Boosting the numbers of women in technology jobs is a key goal of a New Zealand group which is celebrating its first year of existence.
Women in Technology (WIT), which this week held its first Christchurch meeting, wants to replicate for women the kind of networking their male colleagues do at the pub.
“Women don’t have a beer together at the end of the day,” says WIT founder Carol Lee Davidson, an Oracle Corp. employee who says she has sunk about NZ$50,000 (US$29,000) of her own money into the group.
“It’s about increasing the talent pool.”
The Christchurch meeting drew about 40 people, says WIT advisory board member Dominique Dowding, an “excellent” turnout representing a broad cross-section of the technology sector.
Dowding, a software developer, is anxious to reverse what she says is a decline in the number of women employed in the sector. The group hopes to do so by encouraging networking and providing career growth opportunities.
It also wants to get the message out to schools, and has applied for government funding to take a road show around the country promoting technology job openings for women.

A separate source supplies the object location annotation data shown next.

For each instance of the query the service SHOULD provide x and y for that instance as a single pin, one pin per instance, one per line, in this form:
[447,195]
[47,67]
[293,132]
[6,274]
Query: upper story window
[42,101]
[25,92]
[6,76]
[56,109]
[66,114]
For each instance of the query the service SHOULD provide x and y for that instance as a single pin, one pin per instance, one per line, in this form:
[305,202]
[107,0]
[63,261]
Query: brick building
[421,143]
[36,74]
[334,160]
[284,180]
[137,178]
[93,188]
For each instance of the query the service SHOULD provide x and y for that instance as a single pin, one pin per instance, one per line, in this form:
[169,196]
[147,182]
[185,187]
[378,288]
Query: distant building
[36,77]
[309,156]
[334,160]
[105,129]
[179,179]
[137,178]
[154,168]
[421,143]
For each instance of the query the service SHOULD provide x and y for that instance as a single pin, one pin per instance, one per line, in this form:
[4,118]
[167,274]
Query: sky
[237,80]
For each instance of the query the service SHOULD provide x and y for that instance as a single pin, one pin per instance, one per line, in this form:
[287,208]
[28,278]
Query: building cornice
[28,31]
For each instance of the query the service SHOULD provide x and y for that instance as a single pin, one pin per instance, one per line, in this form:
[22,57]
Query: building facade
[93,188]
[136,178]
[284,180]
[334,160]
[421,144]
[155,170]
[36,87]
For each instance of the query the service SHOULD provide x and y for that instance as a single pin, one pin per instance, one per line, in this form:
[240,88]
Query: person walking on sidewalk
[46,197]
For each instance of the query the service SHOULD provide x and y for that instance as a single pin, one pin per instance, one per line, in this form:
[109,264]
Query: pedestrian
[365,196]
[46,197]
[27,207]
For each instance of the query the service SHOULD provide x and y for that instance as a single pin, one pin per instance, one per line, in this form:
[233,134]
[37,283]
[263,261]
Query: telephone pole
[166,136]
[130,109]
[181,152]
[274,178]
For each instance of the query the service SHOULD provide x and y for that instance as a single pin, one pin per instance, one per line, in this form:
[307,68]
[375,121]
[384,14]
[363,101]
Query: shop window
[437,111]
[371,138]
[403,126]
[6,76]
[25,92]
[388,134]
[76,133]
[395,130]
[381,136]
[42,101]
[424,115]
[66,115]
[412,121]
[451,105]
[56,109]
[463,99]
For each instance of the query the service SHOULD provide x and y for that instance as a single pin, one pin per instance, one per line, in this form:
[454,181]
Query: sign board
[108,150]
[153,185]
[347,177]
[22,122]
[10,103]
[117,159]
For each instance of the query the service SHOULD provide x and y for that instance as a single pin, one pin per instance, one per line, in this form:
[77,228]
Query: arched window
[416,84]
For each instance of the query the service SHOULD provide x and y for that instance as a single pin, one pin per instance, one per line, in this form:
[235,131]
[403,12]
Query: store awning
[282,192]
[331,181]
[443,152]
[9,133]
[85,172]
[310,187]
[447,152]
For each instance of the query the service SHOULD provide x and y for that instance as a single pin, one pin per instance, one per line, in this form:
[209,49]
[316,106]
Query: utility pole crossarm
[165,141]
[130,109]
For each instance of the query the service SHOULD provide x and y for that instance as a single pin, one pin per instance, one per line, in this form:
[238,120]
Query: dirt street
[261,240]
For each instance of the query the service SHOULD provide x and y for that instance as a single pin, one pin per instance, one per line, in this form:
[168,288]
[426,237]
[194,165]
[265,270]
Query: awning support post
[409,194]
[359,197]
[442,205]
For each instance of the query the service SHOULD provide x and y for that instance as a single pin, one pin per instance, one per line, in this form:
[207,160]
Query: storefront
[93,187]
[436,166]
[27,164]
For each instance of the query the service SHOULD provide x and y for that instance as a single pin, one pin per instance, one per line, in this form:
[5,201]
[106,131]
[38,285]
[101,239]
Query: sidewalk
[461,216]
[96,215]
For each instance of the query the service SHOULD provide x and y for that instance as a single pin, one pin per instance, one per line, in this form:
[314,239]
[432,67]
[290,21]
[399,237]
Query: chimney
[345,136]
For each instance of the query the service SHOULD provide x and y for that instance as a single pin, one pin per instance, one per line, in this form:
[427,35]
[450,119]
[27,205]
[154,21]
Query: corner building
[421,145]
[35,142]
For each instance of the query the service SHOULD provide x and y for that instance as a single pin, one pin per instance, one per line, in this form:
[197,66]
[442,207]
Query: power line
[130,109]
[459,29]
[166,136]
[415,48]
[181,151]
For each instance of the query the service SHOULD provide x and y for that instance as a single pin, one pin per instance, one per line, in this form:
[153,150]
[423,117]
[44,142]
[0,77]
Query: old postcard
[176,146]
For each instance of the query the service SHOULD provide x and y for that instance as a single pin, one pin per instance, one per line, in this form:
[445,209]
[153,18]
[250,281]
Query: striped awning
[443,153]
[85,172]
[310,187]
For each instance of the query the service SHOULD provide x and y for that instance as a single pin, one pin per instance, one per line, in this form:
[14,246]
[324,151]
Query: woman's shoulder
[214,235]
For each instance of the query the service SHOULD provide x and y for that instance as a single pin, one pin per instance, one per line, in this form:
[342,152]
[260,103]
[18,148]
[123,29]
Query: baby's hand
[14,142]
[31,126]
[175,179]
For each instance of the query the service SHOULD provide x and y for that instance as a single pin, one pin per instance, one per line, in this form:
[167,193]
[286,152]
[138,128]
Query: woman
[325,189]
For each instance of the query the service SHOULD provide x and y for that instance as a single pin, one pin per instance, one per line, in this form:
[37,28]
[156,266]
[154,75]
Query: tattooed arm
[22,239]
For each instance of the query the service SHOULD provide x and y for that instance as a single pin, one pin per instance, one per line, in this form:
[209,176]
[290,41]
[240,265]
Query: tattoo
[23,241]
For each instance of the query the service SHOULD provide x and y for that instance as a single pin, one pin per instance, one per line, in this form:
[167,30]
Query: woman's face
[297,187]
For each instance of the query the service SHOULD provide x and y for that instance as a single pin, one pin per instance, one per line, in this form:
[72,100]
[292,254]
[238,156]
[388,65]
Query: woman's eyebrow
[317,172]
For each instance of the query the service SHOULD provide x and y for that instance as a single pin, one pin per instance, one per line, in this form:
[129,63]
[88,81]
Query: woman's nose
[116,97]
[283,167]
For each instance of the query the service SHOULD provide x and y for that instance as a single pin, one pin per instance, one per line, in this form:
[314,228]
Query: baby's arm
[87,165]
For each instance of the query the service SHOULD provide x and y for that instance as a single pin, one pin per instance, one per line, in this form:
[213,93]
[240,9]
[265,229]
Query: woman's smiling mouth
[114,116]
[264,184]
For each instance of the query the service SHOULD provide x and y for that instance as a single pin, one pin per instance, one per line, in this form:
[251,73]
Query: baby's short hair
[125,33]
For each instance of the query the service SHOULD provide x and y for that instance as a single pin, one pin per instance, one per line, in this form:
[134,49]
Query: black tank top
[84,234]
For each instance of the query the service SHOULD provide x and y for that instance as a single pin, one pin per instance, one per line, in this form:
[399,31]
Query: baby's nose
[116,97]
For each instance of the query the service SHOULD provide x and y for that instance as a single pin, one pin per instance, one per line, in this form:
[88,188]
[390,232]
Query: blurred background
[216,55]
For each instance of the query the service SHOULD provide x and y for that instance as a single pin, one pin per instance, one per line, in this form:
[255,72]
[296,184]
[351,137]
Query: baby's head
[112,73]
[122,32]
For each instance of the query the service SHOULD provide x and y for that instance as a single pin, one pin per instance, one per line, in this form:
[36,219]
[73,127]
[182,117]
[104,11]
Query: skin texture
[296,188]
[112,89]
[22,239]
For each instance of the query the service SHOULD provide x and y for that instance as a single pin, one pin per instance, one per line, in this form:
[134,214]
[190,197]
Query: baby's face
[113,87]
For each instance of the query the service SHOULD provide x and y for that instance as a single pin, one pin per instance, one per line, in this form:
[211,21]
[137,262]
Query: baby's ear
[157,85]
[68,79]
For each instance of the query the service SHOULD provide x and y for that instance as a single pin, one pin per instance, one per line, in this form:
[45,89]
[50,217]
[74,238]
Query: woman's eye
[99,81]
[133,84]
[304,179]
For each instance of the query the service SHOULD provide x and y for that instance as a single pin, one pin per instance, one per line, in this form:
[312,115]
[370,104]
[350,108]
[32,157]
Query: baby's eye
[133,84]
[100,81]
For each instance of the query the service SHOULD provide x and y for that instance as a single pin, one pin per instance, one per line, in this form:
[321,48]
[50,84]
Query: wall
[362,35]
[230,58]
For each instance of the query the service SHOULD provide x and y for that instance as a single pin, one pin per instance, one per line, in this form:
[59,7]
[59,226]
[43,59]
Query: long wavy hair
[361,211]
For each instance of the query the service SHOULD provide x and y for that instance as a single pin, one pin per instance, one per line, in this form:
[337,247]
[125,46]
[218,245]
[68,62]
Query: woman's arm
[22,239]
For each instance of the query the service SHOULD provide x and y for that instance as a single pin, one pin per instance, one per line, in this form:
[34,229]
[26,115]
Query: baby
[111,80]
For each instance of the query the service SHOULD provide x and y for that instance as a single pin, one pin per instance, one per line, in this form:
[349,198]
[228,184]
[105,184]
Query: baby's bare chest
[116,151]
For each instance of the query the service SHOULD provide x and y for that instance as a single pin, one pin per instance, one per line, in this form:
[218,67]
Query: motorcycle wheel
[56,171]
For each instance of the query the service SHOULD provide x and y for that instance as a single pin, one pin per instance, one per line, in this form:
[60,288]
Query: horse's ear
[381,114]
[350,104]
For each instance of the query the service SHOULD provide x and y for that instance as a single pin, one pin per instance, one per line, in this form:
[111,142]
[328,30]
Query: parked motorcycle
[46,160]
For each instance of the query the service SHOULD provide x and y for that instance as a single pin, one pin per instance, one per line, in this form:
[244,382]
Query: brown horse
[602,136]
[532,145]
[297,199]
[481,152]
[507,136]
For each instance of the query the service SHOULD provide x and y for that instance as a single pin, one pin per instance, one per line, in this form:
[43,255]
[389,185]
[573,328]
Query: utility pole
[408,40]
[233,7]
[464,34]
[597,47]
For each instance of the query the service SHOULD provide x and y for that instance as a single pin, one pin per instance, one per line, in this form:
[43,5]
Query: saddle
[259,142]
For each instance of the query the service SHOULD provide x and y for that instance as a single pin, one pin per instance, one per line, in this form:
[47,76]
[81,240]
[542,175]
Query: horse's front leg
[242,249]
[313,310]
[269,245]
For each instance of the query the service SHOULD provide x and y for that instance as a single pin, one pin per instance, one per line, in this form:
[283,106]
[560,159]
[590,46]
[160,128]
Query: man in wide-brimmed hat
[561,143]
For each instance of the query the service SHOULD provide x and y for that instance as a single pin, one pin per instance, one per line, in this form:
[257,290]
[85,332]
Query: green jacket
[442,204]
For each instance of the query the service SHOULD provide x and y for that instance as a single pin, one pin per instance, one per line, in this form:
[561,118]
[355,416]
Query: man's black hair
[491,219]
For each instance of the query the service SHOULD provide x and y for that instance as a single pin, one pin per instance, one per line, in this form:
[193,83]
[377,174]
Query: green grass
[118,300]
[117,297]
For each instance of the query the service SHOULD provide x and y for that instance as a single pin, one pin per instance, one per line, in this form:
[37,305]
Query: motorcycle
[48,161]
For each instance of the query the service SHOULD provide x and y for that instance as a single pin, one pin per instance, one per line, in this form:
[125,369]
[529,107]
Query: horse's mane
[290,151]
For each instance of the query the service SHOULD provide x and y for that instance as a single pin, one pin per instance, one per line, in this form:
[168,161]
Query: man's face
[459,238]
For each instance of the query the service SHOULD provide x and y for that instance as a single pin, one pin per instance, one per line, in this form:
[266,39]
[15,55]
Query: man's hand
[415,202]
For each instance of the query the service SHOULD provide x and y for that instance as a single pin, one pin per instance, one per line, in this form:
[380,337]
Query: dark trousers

A just-completed survey by New Zealand’s Ministry of Economic Development shows a glimmer of hope for females wanting to work in IT as a well-paid professional. It finds that while women are overrepresented in relatively unskilled IT occupations such as data entry and less common than men in skilled and managerial IT jobs at all ages, 15 to 24-year-old females are well ahead of males in managerial roles. While the figures are tiny – less than 1 percent of the working population – in this area young women outrank young men by about a factor of 10.